Lastly, I participated in the stakeholder forums, where I spoke about air quality issues, trying to relate gender and air quality issues.

Those are the four areas in which I did my project.  

ATMO: Can you please tell us a little bit more about gender and air pollution exposure? 

Malkia: Yes, I was trying to relate how gender and associated roles affect our exposure to air pollution. In the African setup, women are usually found in the kitchen and exposed to smoke from firewood and charcoal burning. You’ll also find women sweeping the dust all the time.

However, the majority of men work in the transport and industrial sectors. So, we were trying to relate the different setups and genders and how men and women are affected by air pollution. The consequences of women’s exposure are more serious as they're the ones carrying the pregnancy. So if they're exposed to air pollution, then even their children, the fetus in their womb, automatically might be affected. 

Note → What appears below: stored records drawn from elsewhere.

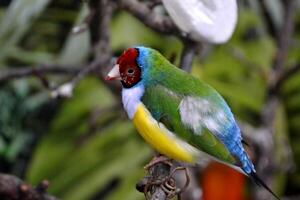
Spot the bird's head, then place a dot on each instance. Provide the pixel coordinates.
(134, 66)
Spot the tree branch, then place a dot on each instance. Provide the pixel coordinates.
(188, 54)
(162, 24)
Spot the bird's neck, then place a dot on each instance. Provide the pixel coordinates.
(131, 98)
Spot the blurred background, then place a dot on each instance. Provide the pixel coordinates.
(84, 144)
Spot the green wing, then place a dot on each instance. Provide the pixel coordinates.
(164, 104)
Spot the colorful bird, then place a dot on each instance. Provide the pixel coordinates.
(177, 114)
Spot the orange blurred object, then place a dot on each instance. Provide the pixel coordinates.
(220, 182)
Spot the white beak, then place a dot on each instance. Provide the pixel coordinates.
(114, 74)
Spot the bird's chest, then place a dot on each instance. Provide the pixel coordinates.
(131, 98)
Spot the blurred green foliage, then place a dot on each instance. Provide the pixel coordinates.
(85, 163)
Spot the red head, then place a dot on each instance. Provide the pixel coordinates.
(126, 69)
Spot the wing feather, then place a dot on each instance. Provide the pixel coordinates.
(165, 104)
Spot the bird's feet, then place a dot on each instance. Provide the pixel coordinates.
(158, 159)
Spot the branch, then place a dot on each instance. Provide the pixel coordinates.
(162, 24)
(187, 55)
(99, 26)
(13, 188)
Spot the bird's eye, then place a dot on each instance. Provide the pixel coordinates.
(130, 71)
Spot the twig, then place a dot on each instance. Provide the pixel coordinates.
(187, 55)
(162, 24)
(99, 26)
(13, 188)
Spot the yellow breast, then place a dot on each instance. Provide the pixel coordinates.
(160, 138)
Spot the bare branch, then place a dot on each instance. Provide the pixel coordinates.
(188, 54)
(162, 24)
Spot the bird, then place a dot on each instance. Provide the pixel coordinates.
(179, 115)
(210, 21)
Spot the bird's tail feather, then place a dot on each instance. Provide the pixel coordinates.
(256, 179)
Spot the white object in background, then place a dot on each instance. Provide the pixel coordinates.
(204, 20)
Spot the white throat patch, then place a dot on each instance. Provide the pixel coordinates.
(131, 97)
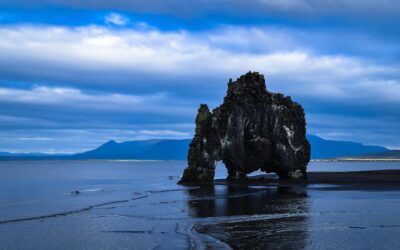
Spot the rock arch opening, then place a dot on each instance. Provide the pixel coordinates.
(252, 130)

So, we should advocate for clean energy so that LPG gas becomes more affordable and other means that can protect the health of our population.

ATMO: And the last question is, what are your next steps after your ambassador program ends?

Malkia: I'll just continue with the projects mentioned earlier. I'll continue with community dialogues, and I aim to ensure I'm part of publishing the emissions inventory data that we have done so that the information can go outside there. 

That is our next step. 

And then another step is to look for funds. There is a need for resource mobilization to do some of the activities such as training our community health promoters on household indoor pollution and community engagement. I believe our community members should be empowered by being provided information that is understandable. Otherwise, whatever measures we are bringing in place, we might not achieve much. We need resources – resource mobilization, data publication, and data collection indicators at the household and health facility levels. 

Lastly… If it didn't happen in the community, it didn't happen anywhere.